The JSON representation is organized into different sections based on the order of the Markov chain (order_1_forward, order_1_backward, order_2_forward, order_2_backward, order_3_forward, order_3_backward). Each section contains a series of key-value pairs representing the word combinations and their associated probabilities.
For example, in the “order_1_forward” section, we can see the following connections:
- “I” followed by “love” with a probability of 0.333
- “You” followed by “love” with a probability of 0.333
- “Sometimes” followed by “we” with a probability of 0.333
- “Cats” followed by “and” with a probability of 0.5
- “and” followed by “dogs” with a probability of 0.5
These probabilities reflect the likelihood of encountering these word combinations based on the training data. The associated “wordnet_synsets” provide additional information about the meaning or category of the words.
If we tell a system to generate a random sentence out of this chain you may get something like this “I love cats and dogs can get along.”
To understand how the sentence “I love cats and dogs can get along” was randomly generated from the given Markov chain, let’s break down the process step by step:
1. Starting Point: The generation begins with a starting word or fragment. In this case, we start with the word “I” from the “order_1_forward” section.
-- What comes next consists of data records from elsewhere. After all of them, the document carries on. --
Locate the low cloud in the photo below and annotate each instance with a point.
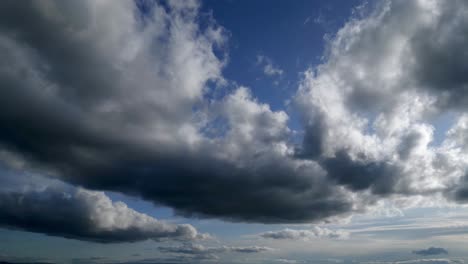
(306, 234)
(85, 215)
(431, 251)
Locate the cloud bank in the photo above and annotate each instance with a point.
(122, 97)
(431, 251)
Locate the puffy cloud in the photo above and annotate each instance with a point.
(85, 215)
(269, 68)
(368, 109)
(306, 234)
(197, 251)
(136, 113)
(431, 251)
(420, 261)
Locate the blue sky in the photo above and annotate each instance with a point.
(233, 132)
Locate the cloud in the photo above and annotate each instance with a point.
(136, 113)
(269, 68)
(431, 251)
(197, 251)
(84, 215)
(368, 109)
(306, 234)
(420, 261)
(133, 114)
(200, 249)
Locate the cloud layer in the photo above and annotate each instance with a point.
(124, 97)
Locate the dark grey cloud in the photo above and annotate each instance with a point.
(306, 234)
(121, 116)
(431, 251)
(102, 96)
(85, 215)
(200, 249)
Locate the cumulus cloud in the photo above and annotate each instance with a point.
(269, 68)
(198, 251)
(135, 111)
(431, 251)
(420, 261)
(306, 234)
(369, 108)
(84, 215)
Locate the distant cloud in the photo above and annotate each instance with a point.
(269, 68)
(419, 261)
(198, 251)
(430, 251)
(306, 234)
(85, 215)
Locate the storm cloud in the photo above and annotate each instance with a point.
(84, 215)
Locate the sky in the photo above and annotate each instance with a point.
(224, 131)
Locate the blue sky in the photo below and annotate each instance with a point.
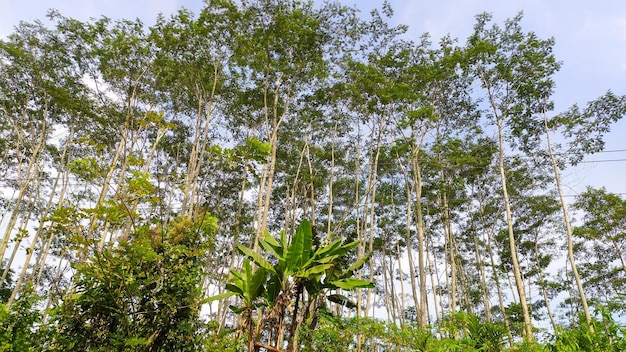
(590, 40)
2. Probability and Next Word Selection: From the “order_1_forward” section, we look at the probabilities associated with the word “I.” In this case, there are multiple possibilities: “love” and “sometimes we.” Each possibility has an associated probability. The probabilities help determine which option is more likely to be chosen. In this case, “love” has a probability of 0.333, and “sometimes we” also has a probability of 0.333.
3. Word Association and Progression: Based on the probability, we randomly select the next word. In this case, the word “love” is chosen.
4. Repeat the Process: Now, we look at the “order_2_forward” section and search for the association between “love” and the next word. From this section, we find that “love cats” has a probability of 1.0.
5. Word Association and Progression: Based on the probability, we connect “love” with “cats.”
6. Repeat the Process: Continuing in the same manner, we look at the “order_3_forward” section for the next association. We find that “cats and dogs can” has a probability of 1.0.
7. Word Association and Progression: Based on the probability, we connect “cats” with “and dogs can.”
8. Completing the Sentence: Finally, we check the “order_3_backward” section for the next association. We find that “and dogs can get along” has a probability of 1.0.
9. Word Association and Progression: Based on the probability, we connect “and dogs can” with “get along,” completing the sentence.
By following the probabilities and associations within the Markov chain, the random sentence “I love cats and dogs can get along” was generated. The probabilities determine the likelihood of certain word combinations based on the observed patterns in the training data. The process continues until a suitable endpoint or completion is reached.
Similar connections and probabilities can be observed in the other sections of the JSON, corresponding to different orders of the Markov chain. These connections capture the patterns and relationships between words, enabling the generation of coherent text based on the learned probabilities.
By utilizing these probabilities, an LLM can generate text by selecting the most likely word or phrase to follow a given context, considering the observed patterns from the training data.
But lets make sure we are on the same page, LLMs, at their core, are based on probabilities. They analyze vast amounts of data to understand the likelihood of different words and sentence fragments appearing together. This understanding allows them to generate text that follows coherent patterns.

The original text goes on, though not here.